Regulators have hit the pause button on Ant's record-breaking initial public offering. The Shanghai Stock Exchange (SSE) on late Tuesday issued an announcement stating that it decided to suspend the listing of Ant Group following rare talks between China's top financial regulators and the group's top executives. 

Major events such as changes in the financial technology regulatory environment in which Ant Group is located may cause the company to fail to meet the issuance and listing conditions or information disclosure requirements, the stock exchange said. 

Experts noted that the SSE's move to halt Ant's blockbuster IPO stands on a firm legal basis and is to protect investors' lawful rights. 

Zhang Zixue, a professor at the Civil, Commercial and Economic Law School of China University of Political Science and Law, said that relevant government bodies are clarifying the management system of Ant's online small business loans, which may well impact its dual listing. 

"This concerns the vital interests of countless investors. Under this circumstance, the exchange's suspension is a responsible approach." 

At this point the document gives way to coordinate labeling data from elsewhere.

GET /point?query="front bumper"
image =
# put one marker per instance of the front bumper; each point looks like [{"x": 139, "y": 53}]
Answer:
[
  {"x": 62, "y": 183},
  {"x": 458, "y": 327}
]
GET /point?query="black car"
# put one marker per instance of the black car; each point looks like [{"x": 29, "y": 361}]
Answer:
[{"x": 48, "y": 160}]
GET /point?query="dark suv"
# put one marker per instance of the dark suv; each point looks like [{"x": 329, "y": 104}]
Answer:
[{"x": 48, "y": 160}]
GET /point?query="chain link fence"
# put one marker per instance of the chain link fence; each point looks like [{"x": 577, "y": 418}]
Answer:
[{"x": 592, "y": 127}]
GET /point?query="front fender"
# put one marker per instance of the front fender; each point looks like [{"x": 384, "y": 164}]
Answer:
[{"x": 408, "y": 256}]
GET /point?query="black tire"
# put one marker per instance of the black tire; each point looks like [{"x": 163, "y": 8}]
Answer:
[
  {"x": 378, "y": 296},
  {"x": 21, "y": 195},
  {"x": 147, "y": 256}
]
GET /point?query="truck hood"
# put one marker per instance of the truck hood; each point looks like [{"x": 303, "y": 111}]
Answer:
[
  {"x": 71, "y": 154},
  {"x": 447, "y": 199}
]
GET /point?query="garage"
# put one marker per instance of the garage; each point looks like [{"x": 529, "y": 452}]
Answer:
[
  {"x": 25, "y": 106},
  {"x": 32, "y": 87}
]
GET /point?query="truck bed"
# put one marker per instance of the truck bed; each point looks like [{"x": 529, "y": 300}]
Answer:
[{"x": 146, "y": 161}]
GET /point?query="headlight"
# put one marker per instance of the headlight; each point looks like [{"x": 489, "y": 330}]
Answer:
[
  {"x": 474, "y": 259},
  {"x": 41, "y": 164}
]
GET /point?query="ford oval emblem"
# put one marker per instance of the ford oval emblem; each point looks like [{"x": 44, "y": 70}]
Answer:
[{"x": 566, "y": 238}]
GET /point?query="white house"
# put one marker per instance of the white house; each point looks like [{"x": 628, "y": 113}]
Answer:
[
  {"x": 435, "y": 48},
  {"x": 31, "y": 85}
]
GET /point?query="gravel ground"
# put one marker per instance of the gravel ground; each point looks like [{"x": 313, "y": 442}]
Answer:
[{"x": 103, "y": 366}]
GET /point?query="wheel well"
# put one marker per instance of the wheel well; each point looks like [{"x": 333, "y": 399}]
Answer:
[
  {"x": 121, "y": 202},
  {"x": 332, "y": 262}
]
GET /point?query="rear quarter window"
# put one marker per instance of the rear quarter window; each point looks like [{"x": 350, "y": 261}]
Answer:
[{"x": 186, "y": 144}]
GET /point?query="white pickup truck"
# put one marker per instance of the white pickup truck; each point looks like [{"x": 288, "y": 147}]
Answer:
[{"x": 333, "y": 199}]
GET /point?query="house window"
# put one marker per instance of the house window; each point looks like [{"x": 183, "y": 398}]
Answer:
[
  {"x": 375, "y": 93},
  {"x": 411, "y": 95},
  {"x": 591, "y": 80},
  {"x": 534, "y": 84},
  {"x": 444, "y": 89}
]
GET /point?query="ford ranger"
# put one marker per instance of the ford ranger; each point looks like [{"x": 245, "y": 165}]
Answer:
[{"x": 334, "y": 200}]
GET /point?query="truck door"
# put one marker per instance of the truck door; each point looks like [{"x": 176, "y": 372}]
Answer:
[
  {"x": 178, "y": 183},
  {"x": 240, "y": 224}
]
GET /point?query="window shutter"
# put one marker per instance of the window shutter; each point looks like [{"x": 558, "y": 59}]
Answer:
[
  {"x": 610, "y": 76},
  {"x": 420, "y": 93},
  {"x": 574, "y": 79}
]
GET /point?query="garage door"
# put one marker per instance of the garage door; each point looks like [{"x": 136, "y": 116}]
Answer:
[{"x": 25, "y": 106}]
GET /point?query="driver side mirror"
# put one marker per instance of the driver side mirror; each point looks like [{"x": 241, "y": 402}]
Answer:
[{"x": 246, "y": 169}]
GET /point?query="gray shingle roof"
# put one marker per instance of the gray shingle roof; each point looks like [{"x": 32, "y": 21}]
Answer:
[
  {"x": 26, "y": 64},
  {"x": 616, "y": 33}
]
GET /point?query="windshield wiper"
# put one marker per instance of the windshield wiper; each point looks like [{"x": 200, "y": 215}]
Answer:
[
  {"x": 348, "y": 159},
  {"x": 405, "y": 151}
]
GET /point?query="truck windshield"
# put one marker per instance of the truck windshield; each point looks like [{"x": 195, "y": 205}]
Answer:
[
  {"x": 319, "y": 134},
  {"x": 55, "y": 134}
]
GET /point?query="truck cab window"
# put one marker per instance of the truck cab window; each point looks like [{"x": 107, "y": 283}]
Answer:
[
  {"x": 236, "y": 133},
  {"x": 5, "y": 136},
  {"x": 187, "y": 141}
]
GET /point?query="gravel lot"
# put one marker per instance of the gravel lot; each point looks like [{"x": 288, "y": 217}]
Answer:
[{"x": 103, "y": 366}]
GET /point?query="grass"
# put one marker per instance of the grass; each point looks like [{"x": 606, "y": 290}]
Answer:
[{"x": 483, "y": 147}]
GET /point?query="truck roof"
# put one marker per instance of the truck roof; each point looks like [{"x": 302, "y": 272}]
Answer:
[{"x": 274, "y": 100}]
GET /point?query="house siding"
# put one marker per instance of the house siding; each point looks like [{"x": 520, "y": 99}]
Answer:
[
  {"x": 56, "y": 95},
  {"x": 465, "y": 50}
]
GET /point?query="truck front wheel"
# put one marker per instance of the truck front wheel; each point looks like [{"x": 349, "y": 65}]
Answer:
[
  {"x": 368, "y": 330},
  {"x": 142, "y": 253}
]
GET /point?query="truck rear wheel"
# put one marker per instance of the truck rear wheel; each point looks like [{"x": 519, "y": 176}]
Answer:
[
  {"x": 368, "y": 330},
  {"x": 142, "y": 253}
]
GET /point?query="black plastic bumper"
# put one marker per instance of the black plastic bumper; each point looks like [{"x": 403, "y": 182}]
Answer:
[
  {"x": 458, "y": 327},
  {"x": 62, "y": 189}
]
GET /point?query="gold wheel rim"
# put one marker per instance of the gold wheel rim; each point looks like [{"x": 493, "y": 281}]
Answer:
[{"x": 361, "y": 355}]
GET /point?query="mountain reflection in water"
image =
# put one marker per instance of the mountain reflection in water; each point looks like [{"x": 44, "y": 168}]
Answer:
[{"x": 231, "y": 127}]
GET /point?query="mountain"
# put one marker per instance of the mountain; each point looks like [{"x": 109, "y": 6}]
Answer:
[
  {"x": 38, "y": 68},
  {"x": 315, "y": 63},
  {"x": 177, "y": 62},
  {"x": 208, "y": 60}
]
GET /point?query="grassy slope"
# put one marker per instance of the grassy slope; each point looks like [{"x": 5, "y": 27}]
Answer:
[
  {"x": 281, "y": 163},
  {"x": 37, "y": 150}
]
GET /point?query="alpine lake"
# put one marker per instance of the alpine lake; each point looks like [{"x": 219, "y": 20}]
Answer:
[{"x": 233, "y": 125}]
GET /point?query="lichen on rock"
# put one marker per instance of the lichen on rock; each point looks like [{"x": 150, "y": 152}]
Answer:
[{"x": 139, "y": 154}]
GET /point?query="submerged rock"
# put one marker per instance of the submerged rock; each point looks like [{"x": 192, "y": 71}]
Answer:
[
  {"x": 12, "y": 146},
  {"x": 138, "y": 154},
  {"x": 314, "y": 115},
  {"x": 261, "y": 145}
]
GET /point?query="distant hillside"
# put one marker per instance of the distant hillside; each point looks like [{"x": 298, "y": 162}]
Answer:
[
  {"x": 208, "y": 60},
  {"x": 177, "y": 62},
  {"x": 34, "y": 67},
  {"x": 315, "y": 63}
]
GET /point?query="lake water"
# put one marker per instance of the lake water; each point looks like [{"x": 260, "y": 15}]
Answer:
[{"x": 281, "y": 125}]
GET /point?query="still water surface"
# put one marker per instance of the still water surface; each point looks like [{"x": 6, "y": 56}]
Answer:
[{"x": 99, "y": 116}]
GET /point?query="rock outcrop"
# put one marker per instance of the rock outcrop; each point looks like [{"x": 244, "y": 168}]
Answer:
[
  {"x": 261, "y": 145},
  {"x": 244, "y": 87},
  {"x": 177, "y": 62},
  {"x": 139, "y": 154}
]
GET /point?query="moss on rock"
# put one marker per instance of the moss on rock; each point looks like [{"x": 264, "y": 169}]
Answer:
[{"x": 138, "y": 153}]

Zhang deemed that for the handling of situations that may have a significant impact on the issuance and listing, the Rules Governing the Listing of Stocks on the Science and Technology Innovation Board of the SSE and other applicable rules had already spelled out in sharp detail that the exchange should halt Ant Group's listing. 

Ye Lin, a professor at the Law School under Renmin University of China, said in an interview that the SSE clearly stated that the examination and registration of the Sci-tech Innovation Board are divided into the SSE's issuance and listing review and the securities regulator's issuance and registration.  

"The Shanghai Stock Exchange's decision to suspend the listing of Ant Group is well-founded in law, and it is also more conducive to protecting the rights and interests of investors, especially small and medium-sized investors," Ye elaborated. 

He also pointed to the fact that regulatory talks are a relatively minor supervision measure indicating no major violations. Ant Group's changing business activities echoing with the financial regulatory environment may be the main cause for the halt of its listing. 

But he then accentuated that relevant departments such as the stock exchange should beef up the self-regulation of information disclosure while maintaining work transparency and stabilizing market expectations. 

Liu Junhai, a professor at the Law School, Renmin University of China, agreed that the SSE's decision on suspending Ant Group's IPO is based on law. The bourse has to perform its regulatory duties before Ant can deal with major matters prior to IPO debut, Li added. 

"Protecting the interests of public investors is an important aspect. Meanwhile, it is also necessary to consider the sustainable and healthy development of the company after listing," Liu said, believing that when a major event occurs, if there is no relevant explanation and plans and once the business model needs to be adjusted, the company's valuation may undergo major changes, and the stock price may also fluctuate significantly, which will not only directly affect the interests of investors, but also impact the sustainable development of the company. 

In his view, it is better to go public after solving major issues, which is more beneficial to the development of the company. Thorough digestion of regulatory risks and market risks in advance will help enhance the company's transparency and credibility and will also enhance investors' confidence and create an investor-friendly listed company. 

Liu also stated that the SSE used the term "suspended" rather than "canceled," and said that it would maintain communication with the company and the sponsor, which means that further arrangements will be made after major issues are dealt with during the next step. 

Ant Group's previous issuance review and registration were carried out in accordance with laws and regulations. Public information showed that the SSE accepted Ant Group's application for listing on August 25, 2020, and then asked two rounds of 27 inquiries. After Ant Group and related intermediaries responded to the inquiries, the bourse approved the initial listing on September 18.  

The securities regulator received an application for the registration of Ant Group from the bourse and fulfilled the registration review procedures on September 22. The securities regulator approved the application on October 21. 

Industry insiders believed that the suspension of Ant Group's IPO may have some impact on the Hong Kong capital market in the short term, but the impact is limited in the long run. They noted that the IPO suspension in the event of major changes in the regulatory environment is a responsible approach to investors and the market. A large number of well-known companies have chosen to list in Hong Kong this year, demonstrating the strong competitiveness and attractiveness of the Hong Kong market.